# how much fragrance oil?



## ghengis151 (Jul 18, 2008)

Generally speaking, how much fragrance oil should I add for a 5 lb batch of soap?  I added about 3oz fo to a 4-5 lb batch and I got an off smell that was similar to olive oil.


----------



## Laurie (Jul 19, 2008)

I suppose it would depend on the fragrance and how strong it is.  But using .7 oz ppo would put you at 3.5 oz for a 5 lb batch.  I have used a little more than that depending on the fragrance.

HTH, Laurie


----------



## Barb (Jul 19, 2008)

it depends on your method hp because you add later after the cook you don't need so much. 

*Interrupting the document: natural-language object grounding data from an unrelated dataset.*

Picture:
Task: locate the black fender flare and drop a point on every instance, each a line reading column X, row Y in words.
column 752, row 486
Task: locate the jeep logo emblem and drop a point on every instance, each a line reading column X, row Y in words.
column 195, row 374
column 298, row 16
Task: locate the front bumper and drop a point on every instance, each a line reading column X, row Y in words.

if it is a light fragrance and you gel depending on the flashpoint you could lose the fragrance all together.

i do cp and i use 1 oz. ppo and .5 oz. ppo of strong essential oils. some of the lighter one i use .7

most books recommend .5 to .7 for essential oils   and .7 to 1 ppo for fragrance oils.

with the fragrance oils it depends on which supplier they came from, some are better then others.


----------



## ghengis151 (Jul 21, 2008)

Thanks for the input.  I do cp.  I have 4oz of verbena eo.  I'm afraid of not using enough so I don't want all that eo to have been wasted.  With one of my earlier batches, I used an expensive fo from the body shop (oceanus).  What a huge mistake.  The second the fo made contact with the solution, my entire batch turned into cement.  I was trying to do a swirl pattern of ultramarine blue and titanium dioxide.  After another second had passed, my soap had the consistency of cottage cheese.  None of the fo was transferred after gelling.  I was so disappointed with that batch.  Oh well, you learn from your mistakes.
-Rick


----------